Tacitus and Suetonius alike seem to have collected their information from three chief sources, private memoirs, popular rumours, in which are to be included pasquinades and the topical songs of actors, and the official record of the transactions of the Senate. The first two sources of information are obviously not of a trustworthy character; memoirs are not to be relied on even in these days of rapid transmission of news and wide publicity. An historian who should essay to compile the biography of a public man of today, even from the daily and weekly journals which are filled with personal gossip about those upon whom the attention of the public is fixed, would find such a mass of contradictions to deal with that he would abandon his task in despair; and yet the matter thus afforded to his inspection is day by day subject to correction. Memoirs written by an irresponsible person in his private study are even more likely to contain perversions of fact, to omit, to exaggerate, to represent exclusively the personal bias of the writer.
It is hardly necessary to add that loose anecdotes and the buffooneries of actors do not constitute evidence; it is, indeed, difficult to understand how Suetonius, a presumably grave schoolmaster, could quote snatches of popular songs as serious history, and repeat the filthy gossip of the Roman streets.
But the evidence of public documents such as the record of the transactions of the Senate is unimpeachable; and this evidence, whenever Tacitus gives it us, is invariably such as to compel us to believe that Tiberius was a wise and moderate ruler.

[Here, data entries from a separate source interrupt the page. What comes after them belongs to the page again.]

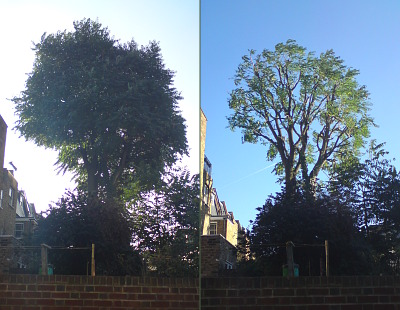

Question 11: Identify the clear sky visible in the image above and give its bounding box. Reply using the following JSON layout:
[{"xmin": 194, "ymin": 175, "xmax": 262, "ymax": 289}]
[
  {"xmin": 0, "ymin": 0, "xmax": 199, "ymax": 211},
  {"xmin": 201, "ymin": 0, "xmax": 400, "ymax": 227}
]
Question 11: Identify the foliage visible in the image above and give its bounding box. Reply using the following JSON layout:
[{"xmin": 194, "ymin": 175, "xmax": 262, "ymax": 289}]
[
  {"xmin": 329, "ymin": 141, "xmax": 400, "ymax": 273},
  {"xmin": 129, "ymin": 170, "xmax": 200, "ymax": 277},
  {"xmin": 12, "ymin": 19, "xmax": 187, "ymax": 198},
  {"xmin": 228, "ymin": 40, "xmax": 373, "ymax": 193},
  {"xmin": 251, "ymin": 191, "xmax": 371, "ymax": 275},
  {"xmin": 35, "ymin": 192, "xmax": 142, "ymax": 275}
]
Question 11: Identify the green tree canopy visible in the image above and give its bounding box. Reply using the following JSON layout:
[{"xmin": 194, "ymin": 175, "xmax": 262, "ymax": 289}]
[
  {"xmin": 12, "ymin": 19, "xmax": 187, "ymax": 197},
  {"xmin": 228, "ymin": 40, "xmax": 373, "ymax": 193},
  {"xmin": 128, "ymin": 170, "xmax": 200, "ymax": 277}
]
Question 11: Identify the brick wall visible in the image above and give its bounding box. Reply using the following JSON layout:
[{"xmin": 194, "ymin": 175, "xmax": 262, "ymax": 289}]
[
  {"xmin": 201, "ymin": 276, "xmax": 400, "ymax": 310},
  {"xmin": 0, "ymin": 275, "xmax": 199, "ymax": 310}
]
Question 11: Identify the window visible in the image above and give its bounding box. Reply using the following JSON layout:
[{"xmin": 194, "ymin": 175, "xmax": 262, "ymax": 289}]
[
  {"xmin": 8, "ymin": 187, "xmax": 14, "ymax": 207},
  {"xmin": 210, "ymin": 223, "xmax": 217, "ymax": 235},
  {"xmin": 15, "ymin": 223, "xmax": 24, "ymax": 238}
]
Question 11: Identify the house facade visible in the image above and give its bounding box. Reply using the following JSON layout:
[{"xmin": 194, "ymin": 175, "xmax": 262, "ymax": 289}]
[
  {"xmin": 0, "ymin": 115, "xmax": 37, "ymax": 274},
  {"xmin": 0, "ymin": 115, "xmax": 18, "ymax": 236},
  {"xmin": 200, "ymin": 111, "xmax": 242, "ymax": 276}
]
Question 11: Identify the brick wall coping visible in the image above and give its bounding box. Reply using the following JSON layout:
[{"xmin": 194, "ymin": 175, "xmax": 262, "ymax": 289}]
[
  {"xmin": 0, "ymin": 274, "xmax": 199, "ymax": 287},
  {"xmin": 201, "ymin": 276, "xmax": 400, "ymax": 289}
]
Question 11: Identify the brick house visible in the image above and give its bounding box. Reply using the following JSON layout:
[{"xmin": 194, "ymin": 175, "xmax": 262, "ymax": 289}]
[
  {"xmin": 0, "ymin": 115, "xmax": 37, "ymax": 274},
  {"xmin": 0, "ymin": 115, "xmax": 18, "ymax": 236},
  {"xmin": 200, "ymin": 111, "xmax": 242, "ymax": 276}
]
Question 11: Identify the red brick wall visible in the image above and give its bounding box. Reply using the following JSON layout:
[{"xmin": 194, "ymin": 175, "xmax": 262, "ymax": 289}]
[
  {"xmin": 0, "ymin": 275, "xmax": 199, "ymax": 310},
  {"xmin": 201, "ymin": 276, "xmax": 400, "ymax": 310}
]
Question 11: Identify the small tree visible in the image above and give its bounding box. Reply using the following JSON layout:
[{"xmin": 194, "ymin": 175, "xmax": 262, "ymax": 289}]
[
  {"xmin": 228, "ymin": 40, "xmax": 373, "ymax": 194},
  {"xmin": 128, "ymin": 170, "xmax": 200, "ymax": 277},
  {"xmin": 34, "ymin": 193, "xmax": 143, "ymax": 275}
]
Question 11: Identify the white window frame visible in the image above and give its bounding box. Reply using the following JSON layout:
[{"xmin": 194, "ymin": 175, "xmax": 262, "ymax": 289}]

So overwhelming is this evidence, that the very creators of the monstrous figure, which passes for that of Tiberius, had serious misgivings; whenever they examined the public records, they found the lustful, rapacious, bloodthirsty tyrant of their imaginations acting on the strictest lines of constitutional government. How were they to reconcile their creation with acknowledged and indeed indisputable facts? It seemed to them that there was a simple way out of the difficulty, namely, to ascribe to the monster the yet further monstrosity of deep dissimulation. The fascination of the style of Tacitus is such that this astounding solution of the difficulty has been all but universally accepted; but even if we accept it, we have to ask ourselves whether profound dissimulation of this kind is not a quality to be desired in a ruler rather than the reverse; whether in fact the general sum of wickedness in the world would not be diminished almost to vanishing point, were we to accept as a rule of life the duty of acting virtuously from motives of profound dissimulation up to the age of seventy, in order that we may enjoy unbridled licentiousness and cruelty for the remainder of our lives. This is the practical result of believing that Tiberius never did a good action except from motives of profound dissimulation. We shall find ourselves, when we come to the events of the year A.D. 30, faced with an insoluble problem, which even the discovery of the missing book of Tacitus might fail to clear for us; but the only solution of that problem which has as yet been offered to us is contrary to the known laws of human nature. Men do not of forethought and design practise virtue for seventy years in order that they may indulge in vice at a time of life when they are oftenest incapable of taking exercise except in a bath-chair.